Last year, I wrote a guest post for the Grammarly blog about writing, and how it is one of the most important skills you can develop. Today, this post on Iserotope (one of my favorite teacher blogs) inspired me to write a sequel about the importance of reading.
Specifically: the importance of reading fiction.
You might think that I’m a big fan of reading because it makes you a better writer. Or that it allows you to explore parts of the shared human experience that may be difficult to explain in a non-fiction format. Both of those things are true. But they’re not the reasons why I’m such a big fan of fiction.
The internet has made readers out of many, many people that almost never pick up a book in their entire lives. They read blogs, they read the news, and they read pithy little status updates from their friends. It may not be heavy duty stuff, but it is reading.
Without the kind of brain that sorts through the incredible amount of information we take in every day (174 newspapers worth, apparently) and makes connections between the relevant bits, we’d be no smarter on Tuesday than we were on Monday. And we would be getting quickly left behind by our friends, our family, and (most important, job-wise) our colleagues.
The ability to build mental bridges between all the random things we read and organize it all into a coherent network is a skill that is vital to a knowledge worker — and we’re all knowledge workers to some extent. This is what allows us to learn a lesson in one context and apply it broadly to other aspects of our life.
Nowhere is that kind of a talent development more naturally and organically than through fiction.
When a child reads the Chronicles of Narnia, for example, he is learning about the importance of exploration, of honesty, and of virtues like courage and forgiveness. He isn’t reading a pamphlet that spells it all out in bullet points. It’s not a blog post or a self-help book, but it is something that has the potential to stick with him for the rest of his life. And it’s a foundation upon which many of lessons can be based.
The more fiction we read — and the more great English teachers we have — the more we see that these works of fiction are more than simple stories or diversions. And we begin to connect the lessons we learn in one book with those we learn in another. We draw parallels, create connections, and build mental bridges.
The better we get at that, the more suited we are to dive into our modern world, where more information is created every year than the year before it.
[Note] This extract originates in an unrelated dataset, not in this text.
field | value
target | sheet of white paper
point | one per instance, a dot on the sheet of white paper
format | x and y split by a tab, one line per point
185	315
Understanding how to make sense of it all is not just a nice bonus. It is an essential element to being employable and staying relevant.
Sure, we can create high-level college courses to teach kids how to connect seemingly unrelated thoughts and build functional databases in their brain. We can call it “Mental Data Filing 101″ or something, and claim it’s a new science.
Or we can give them some great books to read as kids and they’ll start doing it on their own.
Don’t let an obsession with The Test strip fiction from our curriculum. There are cheap, online flashcards to help with test prep. (Did I mention we make those?) And there are excellent tutors out there to fill in the gaps. Teachers have skills that go far beyond preparing students to take a test. Let’s make use of them.